In my previous aggregator post, I set up Feed and Post models to capture the core information about these items.  We can now store the information from the aggregation process in a persistent location, and this can be used by some external program to view the aggregation of content.  Now we just need to get the information from somewhere...

The core aggregation logic is quite simple:

  1. We'll fetch the feed.
  2. We'll parse it.
  3. We'll save various bits of feed information to the database.
  4. For each entry in the feed, either create or update the information in the database.

There are a few optimisations we can do there for various levels of winnage.  For example, a pretty big win is that there's no point parsing the feed if we can be sure the feed hasn't changed.  An even bigger win given the rate of change of individual feeds on the Internet, is that there's no point fetching the full feed if it hasn't changed - use of eTag and If-Modified-Since can save us from not only unnecessary work, but unnecessary traffic (important in South Africa) and just being a good Internet citizen.  A small win is that we don't need to update the database if the entry in the feed hasn't changed.


The Universal Feed Parser is about the best feed parser out there.  It has literally thousands of unit tests to ensure it handles the largely varying brokenness of feeds out there, as well as providing a really simple API for handling various syndication formats, without hiding the extra information that more comprehensive syndication formats may provide.

It'll both fetch and parse the feed, so for now it does the first two steps.

The goal is that the aggregator itself will take care of the tedious part of the aggregation process - the bit that does the parsing and standard aggregator logic in terms of when to update feeds and posts and when to exit out early.  The actual storage of the posts and feed will differ from project to project, but that core logic is mostly unchanged.  I decided to use plain old inheritance for this (Bryn, of course, suggested generic functions...).

I've mostly used a genericised version of the collector parts from FeedJack (a Django-based aggregator) and some ideas from Planet (Planet Venus, to be precise), so thanks to Gustavo Picón, Scott James Remnant, Jeff Waugh, Sam Ruby, and others that contributed to those that I have stolen^Wborrowed from.
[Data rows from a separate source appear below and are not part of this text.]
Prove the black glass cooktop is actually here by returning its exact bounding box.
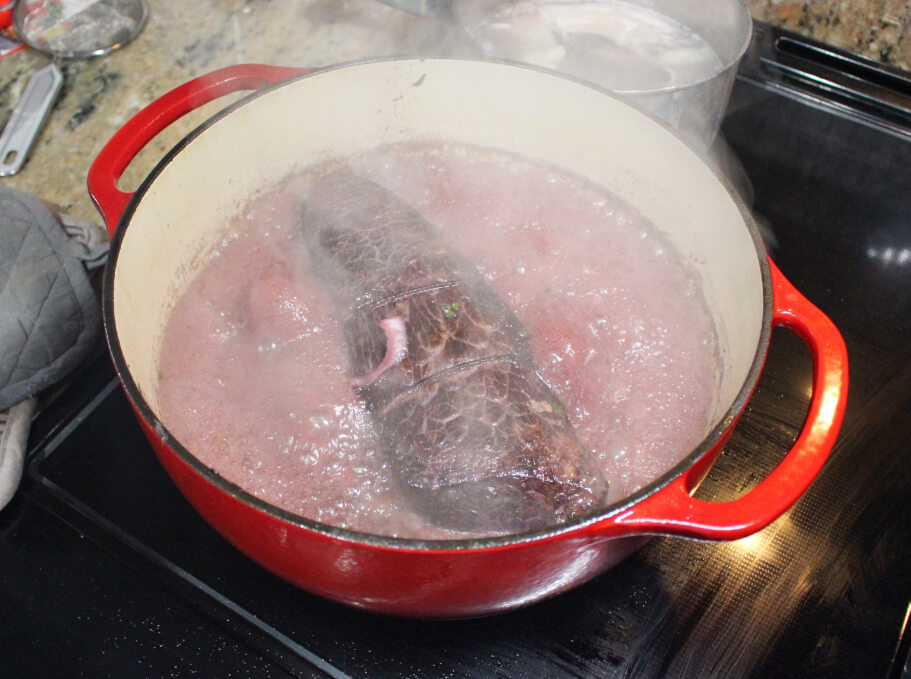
[0,24,911,679]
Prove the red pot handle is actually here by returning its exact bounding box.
[88,64,309,236]
[611,261,848,540]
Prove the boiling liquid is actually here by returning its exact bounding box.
[158,146,718,538]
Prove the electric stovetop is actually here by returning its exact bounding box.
[0,24,911,679]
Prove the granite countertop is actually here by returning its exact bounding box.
[0,0,911,228]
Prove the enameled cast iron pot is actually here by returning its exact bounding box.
[89,59,847,617]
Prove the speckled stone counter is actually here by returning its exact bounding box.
[0,0,911,228]
[747,0,911,71]
[0,0,456,222]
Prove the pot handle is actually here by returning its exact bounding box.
[88,64,310,237]
[609,260,848,540]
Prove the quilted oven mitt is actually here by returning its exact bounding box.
[0,187,107,509]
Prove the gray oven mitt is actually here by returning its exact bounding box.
[0,186,107,509]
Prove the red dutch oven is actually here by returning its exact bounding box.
[88,59,848,617]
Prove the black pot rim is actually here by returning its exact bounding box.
[102,57,773,552]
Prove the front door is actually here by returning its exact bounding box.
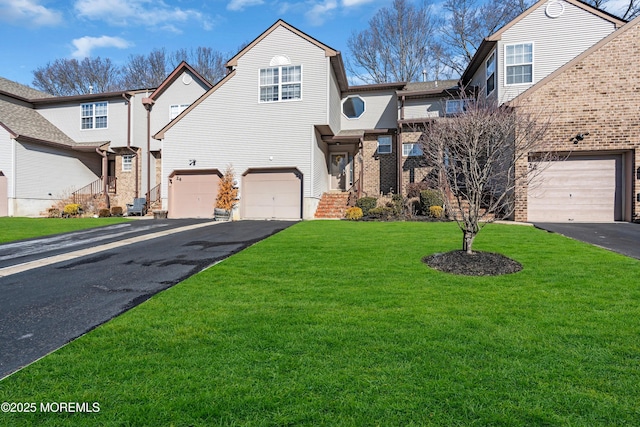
[330,153,347,191]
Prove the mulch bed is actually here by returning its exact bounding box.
[422,251,522,276]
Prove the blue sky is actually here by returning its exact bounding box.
[0,0,400,85]
[0,0,628,85]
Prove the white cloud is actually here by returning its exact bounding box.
[342,0,375,7]
[305,0,338,26]
[0,0,62,27]
[71,36,131,59]
[74,0,211,31]
[227,0,264,11]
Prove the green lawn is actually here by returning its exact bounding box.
[0,221,640,426]
[0,217,129,243]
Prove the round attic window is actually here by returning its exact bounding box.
[342,96,364,119]
[545,0,564,18]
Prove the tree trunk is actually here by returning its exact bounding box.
[462,230,476,255]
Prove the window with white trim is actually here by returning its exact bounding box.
[402,144,422,157]
[485,51,496,95]
[504,43,533,85]
[446,99,467,115]
[378,135,392,154]
[80,102,107,129]
[260,65,302,102]
[122,154,133,172]
[169,104,191,120]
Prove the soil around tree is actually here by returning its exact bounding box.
[422,251,522,276]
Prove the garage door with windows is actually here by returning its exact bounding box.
[240,169,302,219]
[527,155,622,222]
[169,169,222,218]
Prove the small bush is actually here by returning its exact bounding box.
[356,197,378,216]
[420,190,444,215]
[63,203,82,216]
[368,206,396,221]
[344,206,362,221]
[405,181,429,199]
[429,206,444,218]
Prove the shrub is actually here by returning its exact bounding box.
[405,181,429,199]
[356,197,378,216]
[63,203,81,216]
[344,206,362,221]
[420,190,444,215]
[215,165,238,211]
[429,206,444,218]
[369,206,396,220]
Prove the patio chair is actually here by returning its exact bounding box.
[127,197,147,216]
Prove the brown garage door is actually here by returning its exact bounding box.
[527,156,622,222]
[241,170,302,219]
[169,169,220,218]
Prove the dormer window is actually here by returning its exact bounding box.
[260,65,302,102]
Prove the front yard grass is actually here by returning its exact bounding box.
[0,221,640,426]
[0,217,129,243]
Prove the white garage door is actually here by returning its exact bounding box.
[169,169,220,218]
[527,156,622,222]
[241,170,302,219]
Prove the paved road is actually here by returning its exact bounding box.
[0,220,293,378]
[534,222,640,259]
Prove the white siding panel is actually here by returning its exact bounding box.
[500,1,615,102]
[162,27,328,219]
[340,91,398,129]
[36,99,127,145]
[16,143,101,200]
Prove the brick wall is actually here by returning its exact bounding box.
[515,19,640,221]
[354,134,398,197]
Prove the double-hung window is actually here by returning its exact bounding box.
[80,102,107,129]
[402,144,422,157]
[122,154,133,172]
[378,135,392,154]
[260,65,302,102]
[504,43,533,85]
[486,51,496,95]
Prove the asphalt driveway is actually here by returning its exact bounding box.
[534,222,640,259]
[0,220,294,379]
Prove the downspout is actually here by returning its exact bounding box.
[96,147,111,209]
[122,93,140,199]
[142,98,154,210]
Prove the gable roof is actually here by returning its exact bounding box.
[153,19,349,139]
[460,0,627,84]
[509,16,640,103]
[226,19,349,91]
[149,61,213,101]
[0,100,77,148]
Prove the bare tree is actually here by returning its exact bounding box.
[585,0,640,21]
[347,0,436,83]
[438,0,531,75]
[420,91,551,254]
[33,57,120,96]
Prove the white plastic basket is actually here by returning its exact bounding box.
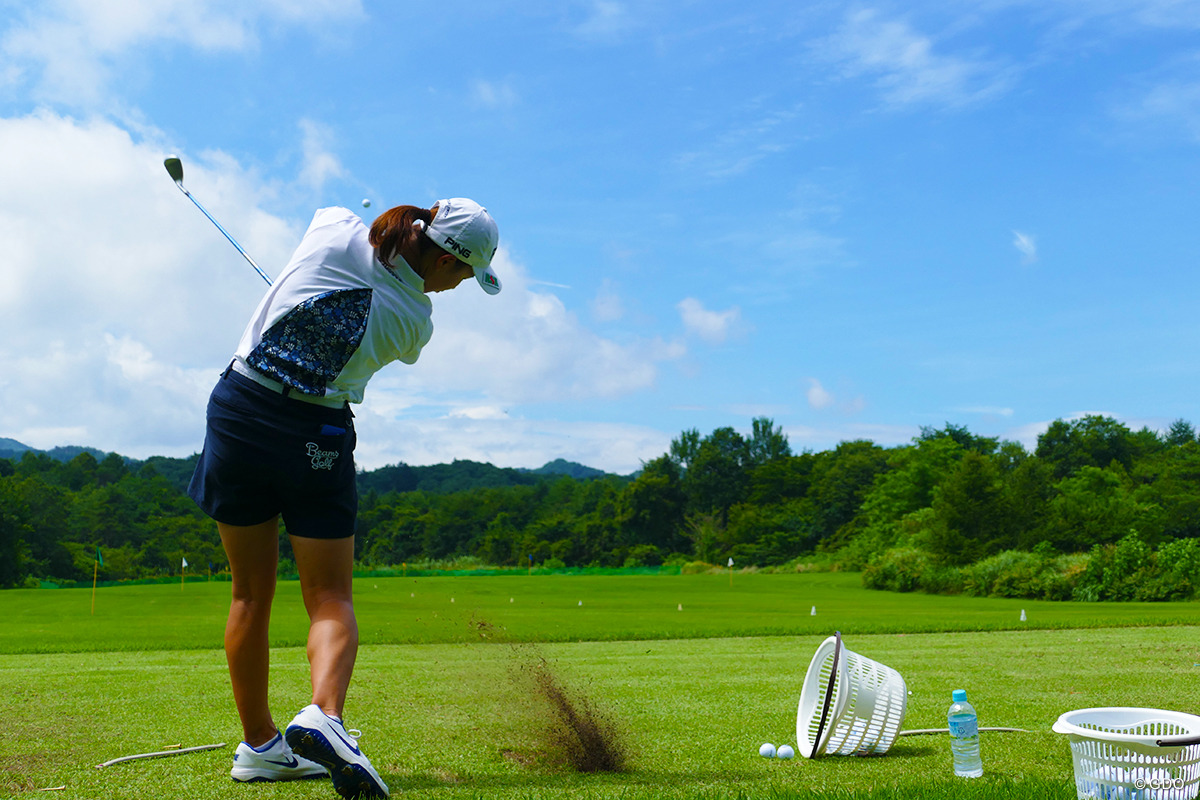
[1054,708,1200,800]
[796,633,908,758]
First, set up some options on initialisation - mostly setting up logging so that the calling code can get the sort of logging they'd like out of the application:

class Aggregator(object):
    def __init__(self, options = None):
        if not options:
            options = {}
        self.options = options
        self.user_agent = options.get('user_agent', 'aggregate2db/0.1')
        self.log = options.get('log', None)
        self.verbose = options.get('verbose', False)
        if not self.log:
            self.log = logging.getLogger("Aggregator/%d" % (hash(self),))
            self.log.propagate = False
            if self.verbose:
                self.log.level = logging.DEBUG
            else:
                self.log.level = logging.WARNING
            self.log.addHandler(logging.StreamHandler(sys.stderr))

Then, the feed processing method is the (current) entry-point:

    # Process a feed, updating the feed information and processing the
    # entries in the feed.
    #
    # Returns boolean True or False on whether the feed was updated.
    def process_feed(self, feed):
        self.log.info('Processing feed: %s', feed.feed_url)
        self.log.debug('Feed %s last checked at: %s',
            feed.feed_url, feed.last_checked)
        feed.last_checked = datetime.now()

        feedparser_options = {
            'agent': self.user_agent,
            'etag': feed.etag,
            'modified': feed.last_modified.timetuple(),
        }

        parsed_data = feedparser.parse(feed.feed_url, **feedparser_options)

        if 'status' in parsed_data:
            self.log.info('Feed %s status: %s', feed.feed_url, parsed_data.status)

            # Hook for people to handle 301 (permanently moved) or 410
            # (gone) response codes more effectively than just logging
            # about it.
            self.handleStatus(feed, parsed_data.status, parsed_data)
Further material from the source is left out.